Krszysztof Kieślowski captured the labyrinthine passages underneath Warsaw’s city center in his television feature Pedestrian Subway. It was 1973.
The main character, a teacher arriving from the countryside, notices an estranged wife through the window of an underground flower shop where she now works. This sense of alienation dwells in the station; for as long as I can remember, exiting the train at Warsaw Central and rushing into the unfinished underground maze has felt like a desperate search for a familiar face in the crowd.
Walking out onto the street, a golden, Central-European autumn greets me as the leaves twist in the Royal Park Łazienki, right down the hill from the Center for Contemporary Art Ujazdowski Castle. The castle was rebuilt in 1974, two decades after the city was entirely destroyed during World War II. As a curator in residence at the museum a few years ago, the colorful trees fascinated me with their contrast to the brutal grayness of Poland’s socialist realist architecture.
My first night in town, I bump into Piotr Łakomy on the steps of Zachęta National Gallery. He is a finalist for the Deutsche Bank Art Prize, the main distinction for young Polish artists. As we discuss the efficiency of his sculptural installation in the shape of a dismantled body, I realize that he might be one of the few artists from Poznań, in Poland’s western region, who have yet to move to Warsaw. We talk about coldness, and how this term is associated with art, music and ultimately Eastern Europe. In the caves of the Academy of Fine Arts, we’re drinking Zubrówka vodka mixed with apple juice, and we’re spinning with our hands up to West Coast tunes played by Michał Woliński, the founder of the “talking-pictures” magazine Piktogram and the eponymous gallery located in an industrial zone in Praga, on the other side of the river Vistula. This reminds me of summer camp in the 1990s in the stunning lake region of Mazury, when my fellow campers would black out the main reception room of a large house situated in the middle of the countryside and dance to Polish metal music all day instead of going swimming.
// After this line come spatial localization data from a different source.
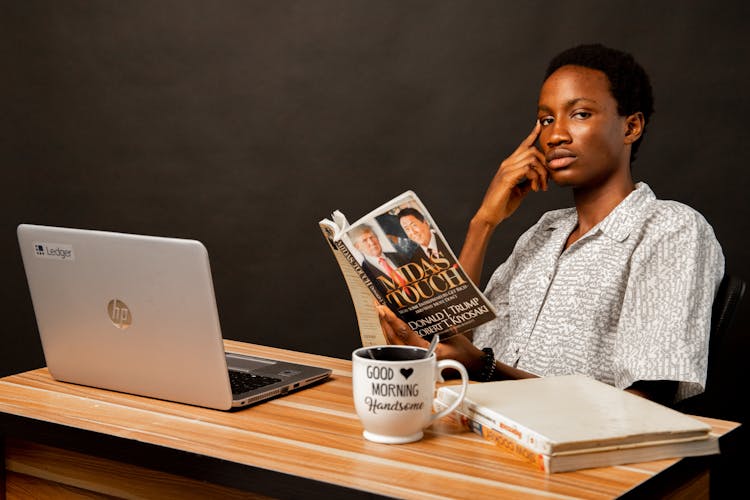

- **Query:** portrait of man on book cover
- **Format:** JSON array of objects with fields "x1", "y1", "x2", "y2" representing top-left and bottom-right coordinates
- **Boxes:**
[
  {"x1": 347, "y1": 222, "x2": 414, "y2": 298},
  {"x1": 341, "y1": 199, "x2": 493, "y2": 339},
  {"x1": 396, "y1": 206, "x2": 453, "y2": 265},
  {"x1": 321, "y1": 190, "x2": 497, "y2": 342}
]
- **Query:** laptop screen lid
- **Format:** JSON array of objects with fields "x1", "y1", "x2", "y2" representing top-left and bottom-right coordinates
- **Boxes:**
[{"x1": 17, "y1": 224, "x2": 331, "y2": 410}]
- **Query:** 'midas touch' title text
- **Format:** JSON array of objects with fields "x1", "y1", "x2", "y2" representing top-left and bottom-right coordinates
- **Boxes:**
[{"x1": 376, "y1": 256, "x2": 465, "y2": 308}]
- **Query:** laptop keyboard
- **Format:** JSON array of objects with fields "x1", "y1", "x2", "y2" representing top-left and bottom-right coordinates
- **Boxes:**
[{"x1": 229, "y1": 370, "x2": 282, "y2": 395}]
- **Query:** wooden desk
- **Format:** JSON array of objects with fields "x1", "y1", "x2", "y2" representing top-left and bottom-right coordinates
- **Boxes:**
[{"x1": 0, "y1": 341, "x2": 741, "y2": 499}]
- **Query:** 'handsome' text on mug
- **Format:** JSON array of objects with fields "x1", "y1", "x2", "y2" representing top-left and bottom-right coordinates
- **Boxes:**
[{"x1": 366, "y1": 365, "x2": 422, "y2": 413}]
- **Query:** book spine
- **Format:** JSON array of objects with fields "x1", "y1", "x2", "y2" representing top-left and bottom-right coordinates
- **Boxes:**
[
  {"x1": 319, "y1": 223, "x2": 385, "y2": 303},
  {"x1": 319, "y1": 224, "x2": 387, "y2": 346},
  {"x1": 454, "y1": 413, "x2": 549, "y2": 472},
  {"x1": 438, "y1": 390, "x2": 554, "y2": 455},
  {"x1": 331, "y1": 239, "x2": 385, "y2": 303}
]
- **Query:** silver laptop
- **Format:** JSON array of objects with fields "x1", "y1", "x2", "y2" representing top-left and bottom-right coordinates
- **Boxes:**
[{"x1": 17, "y1": 224, "x2": 331, "y2": 410}]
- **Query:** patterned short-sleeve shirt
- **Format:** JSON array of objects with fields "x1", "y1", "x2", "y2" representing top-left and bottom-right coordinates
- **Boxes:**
[{"x1": 473, "y1": 183, "x2": 724, "y2": 401}]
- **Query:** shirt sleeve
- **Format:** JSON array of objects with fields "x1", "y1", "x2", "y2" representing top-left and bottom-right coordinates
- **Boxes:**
[
  {"x1": 472, "y1": 259, "x2": 512, "y2": 351},
  {"x1": 613, "y1": 204, "x2": 724, "y2": 401},
  {"x1": 471, "y1": 219, "x2": 544, "y2": 357}
]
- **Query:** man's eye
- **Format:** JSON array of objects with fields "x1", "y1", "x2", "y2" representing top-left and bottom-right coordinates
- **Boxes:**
[
  {"x1": 573, "y1": 111, "x2": 591, "y2": 119},
  {"x1": 539, "y1": 117, "x2": 553, "y2": 126}
]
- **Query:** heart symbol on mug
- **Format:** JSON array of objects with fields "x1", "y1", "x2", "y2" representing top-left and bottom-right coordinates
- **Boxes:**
[{"x1": 400, "y1": 368, "x2": 414, "y2": 379}]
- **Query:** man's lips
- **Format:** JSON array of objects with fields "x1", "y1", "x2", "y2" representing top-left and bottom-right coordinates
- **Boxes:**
[{"x1": 545, "y1": 148, "x2": 577, "y2": 169}]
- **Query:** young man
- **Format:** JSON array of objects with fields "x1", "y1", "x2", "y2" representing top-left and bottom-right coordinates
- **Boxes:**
[{"x1": 378, "y1": 44, "x2": 724, "y2": 405}]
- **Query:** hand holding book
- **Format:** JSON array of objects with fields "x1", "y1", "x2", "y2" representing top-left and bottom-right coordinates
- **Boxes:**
[
  {"x1": 376, "y1": 305, "x2": 486, "y2": 377},
  {"x1": 320, "y1": 191, "x2": 497, "y2": 346}
]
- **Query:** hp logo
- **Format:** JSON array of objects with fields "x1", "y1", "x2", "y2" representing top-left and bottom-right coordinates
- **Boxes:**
[{"x1": 107, "y1": 299, "x2": 132, "y2": 329}]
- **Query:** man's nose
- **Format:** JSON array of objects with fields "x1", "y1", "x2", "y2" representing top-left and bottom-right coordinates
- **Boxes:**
[{"x1": 546, "y1": 120, "x2": 571, "y2": 147}]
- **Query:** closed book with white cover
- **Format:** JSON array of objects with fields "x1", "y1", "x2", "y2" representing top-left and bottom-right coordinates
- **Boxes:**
[{"x1": 437, "y1": 375, "x2": 715, "y2": 461}]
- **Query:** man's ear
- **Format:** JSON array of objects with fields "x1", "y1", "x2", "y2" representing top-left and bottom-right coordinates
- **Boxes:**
[{"x1": 624, "y1": 112, "x2": 645, "y2": 144}]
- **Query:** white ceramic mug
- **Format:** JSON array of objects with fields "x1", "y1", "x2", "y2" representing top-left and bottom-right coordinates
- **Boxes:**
[{"x1": 352, "y1": 345, "x2": 469, "y2": 444}]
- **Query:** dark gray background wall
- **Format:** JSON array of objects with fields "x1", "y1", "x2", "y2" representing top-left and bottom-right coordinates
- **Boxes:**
[{"x1": 2, "y1": 1, "x2": 748, "y2": 415}]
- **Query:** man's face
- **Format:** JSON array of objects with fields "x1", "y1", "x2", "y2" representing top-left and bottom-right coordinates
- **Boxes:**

As I cross my doorstep in the early morning, my grandpa walks out of his room and tenderly proposes black tea. We sit at the table and watch the first news of the day: the Prime minister announces that Poland may now accept two thousand Syrian refugees from the recent crisis, but only Christians.
The next morning, bus #122 takes me from the grandparents’ home, an elegant 1960s building situated in Żoliborz, among the eldest orchards of the city. We stroll along Muranów, which once served as the heart of the Warsaw Ghetto, from which both my grandmas have miraculously escaped. We dive into Nowy Świat, the prominent street of the New World, anchored by the historical Hotel Bristol, and the Holy Cross Church where Chopin’s heart remains sheltered and conserved. To my left emerges the University of Warsaw, from which my dad was expelled in 1968, before he lost his citizenship and moved to Paris as a political refugee. What’s the difference between a Syrian migrant today and my stateless father then?
The curator of the iconic Foksal Gallery is waiting at Café Blikle, an old-school bakery that has been serving the same rose-flavored donuts for decades. At the gallery she gives a tour of the remarkable exhibition of sketchbooks, drafts and notes by Tadeusz Kantor, the major figure of postwar Polish theater. Later that afternoon, I spend some time at the Avant-Garde Institute, also known as the studio of Edward Krasiński, the avant-garde conceptualist renowned for having used blue tape in his happenings and performances throughout the 1960s and 1970s — a gesture that came to be defined as the “blue line.” I walk toward the Museum of Modern Art, located in a former furniture store that interestingly faces the impressive Palace of Culture and Science, Warsaw’s 1955 hallmark and an unforgettable present from Stalin to the Poles. Marta Kołakowska, the founder of Leto Gallery, meets me at the Museum cafe. The real estate boom in the neighborhood of Praga, where her gallery has been located for the past few years, is forcing her to change location. “Just like in Brooklyn, East London and Paris?” I ask. “Well,” she smiles, “it’s nothing other than neo-liberal Warsaw. Blow up my town.”
The tramway rides along the modernist buildings and old neon signs surrounding Hala Mirowska and Krochmalna Street, made famous by Isaac Bashevis Singer in his fantastic tales and novels depicting the pre-war Jewish Warsaw and that have embellished my childhood imagination with their colorful heroines — Shosha, Yentl, Hadassah. They’re a dreamlike remembrance of a city that no longer exists and yet reinvents itself constantly in a whisper of modernity.